En 1978, le scientifique Donald Kessler prédisait qu’au-delà d’une certaine densité, les collisions en chaîne rendraient certaines orbites inutilisables. Un rapport scientifique de début 2026 conclut que ce scénario se rapproche dangereusement, notamment dans les bandes d’altitude les plus encombrées. Début 2026, deux satellites se croisent à moins d’un kilomètre toutes les 22 secondes.

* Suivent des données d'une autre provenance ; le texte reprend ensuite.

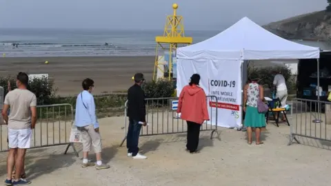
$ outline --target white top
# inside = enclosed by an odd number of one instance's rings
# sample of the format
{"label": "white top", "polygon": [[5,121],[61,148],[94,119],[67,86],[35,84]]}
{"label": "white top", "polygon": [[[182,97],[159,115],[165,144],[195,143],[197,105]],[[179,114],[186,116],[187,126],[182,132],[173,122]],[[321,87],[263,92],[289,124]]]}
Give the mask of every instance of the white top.
{"label": "white top", "polygon": [[176,56],[234,60],[319,59],[319,48],[283,39],[244,17],[212,38],[177,48]]}
{"label": "white top", "polygon": [[274,85],[276,86],[277,91],[288,90],[285,78],[282,74],[277,74],[274,76]]}

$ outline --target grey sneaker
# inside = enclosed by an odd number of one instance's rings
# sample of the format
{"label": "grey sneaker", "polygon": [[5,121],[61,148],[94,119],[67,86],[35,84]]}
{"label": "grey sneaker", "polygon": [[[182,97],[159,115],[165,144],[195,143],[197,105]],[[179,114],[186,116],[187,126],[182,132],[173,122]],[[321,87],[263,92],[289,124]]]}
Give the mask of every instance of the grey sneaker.
{"label": "grey sneaker", "polygon": [[92,167],[92,166],[94,166],[94,163],[93,162],[88,162],[87,163],[82,163],[81,164],[81,167],[85,168],[85,167]]}
{"label": "grey sneaker", "polygon": [[110,166],[109,166],[107,164],[101,164],[100,165],[97,165],[96,166],[96,168],[97,169],[99,170],[99,169],[109,169],[110,168]]}

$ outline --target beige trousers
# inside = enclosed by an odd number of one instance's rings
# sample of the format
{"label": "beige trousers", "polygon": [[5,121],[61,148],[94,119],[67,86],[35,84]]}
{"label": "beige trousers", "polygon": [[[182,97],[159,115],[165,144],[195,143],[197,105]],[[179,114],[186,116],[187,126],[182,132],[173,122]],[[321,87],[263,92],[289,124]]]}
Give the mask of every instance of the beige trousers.
{"label": "beige trousers", "polygon": [[83,152],[91,151],[91,146],[93,146],[95,153],[101,152],[101,136],[99,132],[95,132],[92,125],[77,127],[77,129],[81,132],[83,139]]}

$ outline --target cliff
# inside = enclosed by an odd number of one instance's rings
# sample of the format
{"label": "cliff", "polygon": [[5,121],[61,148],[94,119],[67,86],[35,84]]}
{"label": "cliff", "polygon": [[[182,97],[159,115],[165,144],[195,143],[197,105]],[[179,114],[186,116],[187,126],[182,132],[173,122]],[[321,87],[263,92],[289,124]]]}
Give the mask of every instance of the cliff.
{"label": "cliff", "polygon": [[331,14],[324,10],[272,22],[263,27],[286,39],[331,40]]}

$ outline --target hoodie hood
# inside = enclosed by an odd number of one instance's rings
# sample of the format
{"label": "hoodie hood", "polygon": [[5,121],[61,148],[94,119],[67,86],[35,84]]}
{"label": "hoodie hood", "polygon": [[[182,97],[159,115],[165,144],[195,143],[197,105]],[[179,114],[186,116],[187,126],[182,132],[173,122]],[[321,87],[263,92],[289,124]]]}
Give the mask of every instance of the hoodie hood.
{"label": "hoodie hood", "polygon": [[193,96],[195,94],[198,93],[199,91],[201,91],[202,88],[197,85],[188,86],[188,92],[190,96]]}

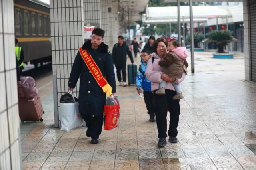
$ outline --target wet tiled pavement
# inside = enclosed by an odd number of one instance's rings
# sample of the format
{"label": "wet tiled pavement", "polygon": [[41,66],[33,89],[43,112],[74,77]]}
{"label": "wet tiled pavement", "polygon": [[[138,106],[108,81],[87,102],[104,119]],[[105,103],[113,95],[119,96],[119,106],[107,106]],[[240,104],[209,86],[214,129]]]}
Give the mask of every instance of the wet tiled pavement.
{"label": "wet tiled pavement", "polygon": [[52,85],[42,88],[44,121],[21,124],[24,169],[256,169],[256,84],[243,80],[242,54],[231,59],[211,54],[196,53],[196,73],[190,70],[182,84],[178,142],[163,148],[134,86],[118,87],[118,127],[103,130],[97,144],[86,128],[54,127]]}

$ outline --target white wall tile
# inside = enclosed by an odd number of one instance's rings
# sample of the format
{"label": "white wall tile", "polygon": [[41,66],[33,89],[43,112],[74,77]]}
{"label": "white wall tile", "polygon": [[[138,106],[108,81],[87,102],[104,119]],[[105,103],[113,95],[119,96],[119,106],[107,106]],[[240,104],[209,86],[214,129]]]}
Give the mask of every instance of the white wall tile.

L’archéologie de l’espace — l’inventaire, l’étude et le retrait des vestiges de soixante-dix ans d’activité orbitale — est en train de devenir une discipline à part entière, à la croisée de l’ingénierie, du droit international et de l’économie spatiale. Les publications de L’Usine Digitale et de ZDNet France couvrent régulièrement ces avancées, tandis que la Commission européenne et l’ENISA intègrent la résilience des infrastructures spatiales dans leurs stratégies de cybersécurité.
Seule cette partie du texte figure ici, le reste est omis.